Non ho voluto parlare di Paolo Villaggio subito dopo la sua morte, quando tutti i giornali erano pieni di elogi funebri. Diceva che in Italia basta morire per essere dichiarati geni. Ma lui, anche in vita, i riconoscimenti li aveva avuti tutti, come inventore e interprete di un classico immortale, la tragica maschera di Fantozzi.

In Russia è considerato un discepolo di Gogol, il più venerato degli scrittori russi, ed era stato magnifico in un film di Fellini. Diceva anche che l’importanza di una persona si vedeva dai funerali, che dovevano essere fastosi e prolungati. È per prolungare le sue onoranze funebri che voglio salutarlo oggi da questa pagina. Coi morti non si ha mai la coscienza a posto fino in fondo. Ognuno che se ne va è un rimorso. Di colpo dici : «ma quella persona mi era cara! Perché non sono andata a trovarlo, perché non gliel’ho detto?».

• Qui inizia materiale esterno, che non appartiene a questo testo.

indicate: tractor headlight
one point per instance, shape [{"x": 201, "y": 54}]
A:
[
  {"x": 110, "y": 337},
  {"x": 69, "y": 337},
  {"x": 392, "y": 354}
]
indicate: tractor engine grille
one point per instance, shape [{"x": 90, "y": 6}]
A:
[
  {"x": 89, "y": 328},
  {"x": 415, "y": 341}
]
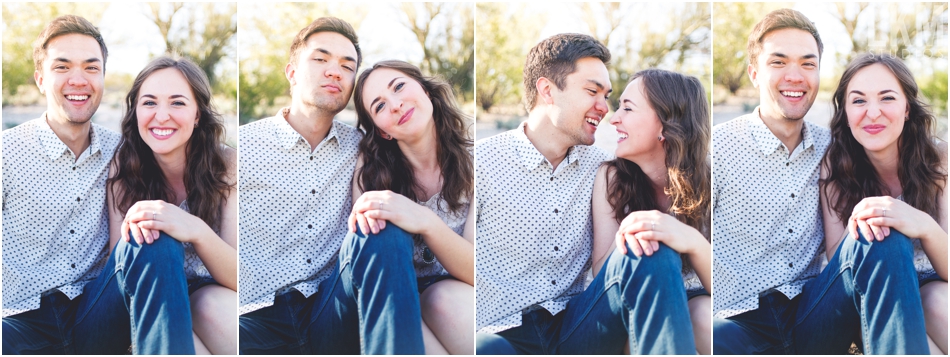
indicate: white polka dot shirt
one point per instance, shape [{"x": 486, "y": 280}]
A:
[
  {"x": 294, "y": 205},
  {"x": 55, "y": 221},
  {"x": 534, "y": 227},
  {"x": 766, "y": 220}
]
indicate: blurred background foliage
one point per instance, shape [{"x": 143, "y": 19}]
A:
[
  {"x": 914, "y": 32},
  {"x": 436, "y": 37},
  {"x": 135, "y": 33}
]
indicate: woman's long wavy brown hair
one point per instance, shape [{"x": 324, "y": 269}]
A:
[
  {"x": 851, "y": 173},
  {"x": 384, "y": 165},
  {"x": 680, "y": 103},
  {"x": 137, "y": 172}
]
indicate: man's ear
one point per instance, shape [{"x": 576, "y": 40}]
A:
[
  {"x": 38, "y": 78},
  {"x": 543, "y": 86},
  {"x": 289, "y": 71},
  {"x": 753, "y": 73}
]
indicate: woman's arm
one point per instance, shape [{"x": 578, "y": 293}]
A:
[
  {"x": 605, "y": 225},
  {"x": 834, "y": 228}
]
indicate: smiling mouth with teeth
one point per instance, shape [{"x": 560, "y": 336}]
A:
[{"x": 163, "y": 132}]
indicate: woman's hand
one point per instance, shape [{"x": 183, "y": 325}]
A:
[
  {"x": 374, "y": 208},
  {"x": 146, "y": 218},
  {"x": 875, "y": 216},
  {"x": 643, "y": 230}
]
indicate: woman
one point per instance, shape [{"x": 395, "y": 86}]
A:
[
  {"x": 884, "y": 170},
  {"x": 657, "y": 190},
  {"x": 172, "y": 173},
  {"x": 416, "y": 172}
]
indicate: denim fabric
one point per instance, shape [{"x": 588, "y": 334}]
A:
[
  {"x": 140, "y": 297},
  {"x": 868, "y": 293},
  {"x": 635, "y": 300},
  {"x": 369, "y": 305}
]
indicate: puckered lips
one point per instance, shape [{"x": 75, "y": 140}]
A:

Eravamo stati amici, ma quando in un’intervista si lagnò perché lo stavano abbandonando tutti, non sono corsa a dirgli “Ci sono io!”. Rimandavo, secondo l’illusione più stupida di noi mortali: ci sembra d’avere tempo. Con lui i rapporti erano tutti sul filo del paradosso, c’era molto scherzo, molto teatro, ma sapeva volere bene, e aveva un profondo interesse per gli altri, di natura artistico-scientifica, ma anche umana. E la sua generosità nel far ridere chi lo frequentava, nel rovesciare il senso comune, era formidabile.

Lo conobbi a Cannes. Venivo da Genova, dove avevo conosciuto una signora con un cappellino verde da elfo, che si era presentata come sua madre. Glielo dissi, e lui sbiancò: «Mia madre? Mia madre è morta vent’anni fa!». Poi si mise a parlare di quella impostora che si spacciava per sua parente, facendo ridere tutti.

Invece era proprio sua madre: era uno dei suoi scherzi, di una spregiudicatezza temeraria. Quando ce lo rivelò, un amico gli disse: «Ma non avevi paura di portare jella alla tua vecchia?».  

No, non aveva paura di niente, sfidava alla guascona il perbenismo e la malasorte, per lui contavano  solo il paradosso e l’ effetto comico, non innocente, che ti faceva vacillare dalle fondamenta. I suoi funerali hanno avuto il fasto che desiderava, tutte le televisioni hanno trasmesso i suoi film, molta gente ha pianto per lui, ridendo.

Gli dedico le mie irrilevanti lacrime di coccodrillo. E in cuor mio dico cari amici, non fate come me: se mi volete bene non aspettate che io muoia per dirmelo, fatemi una carezza, adesso, finché ci sono ancora.